Marko Đurić, consulente per l’Ufficio degli Esteri della presidenza della Repubblica di Serbia, si è detto preoccupato per un simile fatto. Tralasciando il fatto in sé, cioè l’arresto di quattro uomini armati, Đurić ha ripreso le parole di Sava Janjic per poter fare pressioni politiche: è evidente, secondo Đurić, che simili fatti nascano dai mancati accordi sulle municipalità serbe in Kosovo. Da tale miopia politica, secondo il politico serbo, deriverebbero problemi di questa natura.

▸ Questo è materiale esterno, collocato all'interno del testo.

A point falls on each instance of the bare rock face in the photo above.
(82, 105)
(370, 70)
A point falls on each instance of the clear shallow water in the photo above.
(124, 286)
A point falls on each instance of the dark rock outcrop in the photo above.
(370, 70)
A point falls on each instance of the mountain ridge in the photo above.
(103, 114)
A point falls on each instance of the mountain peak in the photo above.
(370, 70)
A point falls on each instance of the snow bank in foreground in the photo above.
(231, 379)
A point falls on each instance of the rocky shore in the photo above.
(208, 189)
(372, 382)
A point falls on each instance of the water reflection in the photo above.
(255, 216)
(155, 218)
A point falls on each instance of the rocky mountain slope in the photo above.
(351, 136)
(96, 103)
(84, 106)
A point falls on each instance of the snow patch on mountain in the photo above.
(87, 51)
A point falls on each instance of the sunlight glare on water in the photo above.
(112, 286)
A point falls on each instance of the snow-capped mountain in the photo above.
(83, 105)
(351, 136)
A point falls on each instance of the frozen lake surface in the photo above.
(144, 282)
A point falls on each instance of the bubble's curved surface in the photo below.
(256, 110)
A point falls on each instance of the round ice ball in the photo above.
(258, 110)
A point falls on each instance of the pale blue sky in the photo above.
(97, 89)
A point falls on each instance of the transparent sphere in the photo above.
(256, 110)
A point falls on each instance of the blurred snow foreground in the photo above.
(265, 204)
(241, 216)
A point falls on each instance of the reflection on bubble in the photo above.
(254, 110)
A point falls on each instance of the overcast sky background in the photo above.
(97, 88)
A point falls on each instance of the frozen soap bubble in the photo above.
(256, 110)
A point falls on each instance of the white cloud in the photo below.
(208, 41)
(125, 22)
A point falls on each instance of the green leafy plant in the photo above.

Ma mentre i media serbi sembrano più allineati alla versione ufficiale della polizia kosovara, altri giornali esteri sposano le affermazioni del religioso ortodosso per effettuare considerazioni anti-islamiste. La Pravda scava nel torbido e porta a galla alcuni episodi avvenuti anni prima, citati già dallo stesso Janjic, per dare validità alla pista del terrorismo islamico. Sullo stesso solco si inserisce Le Figaro, che oltre a millantare un tentativo di attentato, conteggia almeno 300 albanesi kosovari nelle file del Daesh.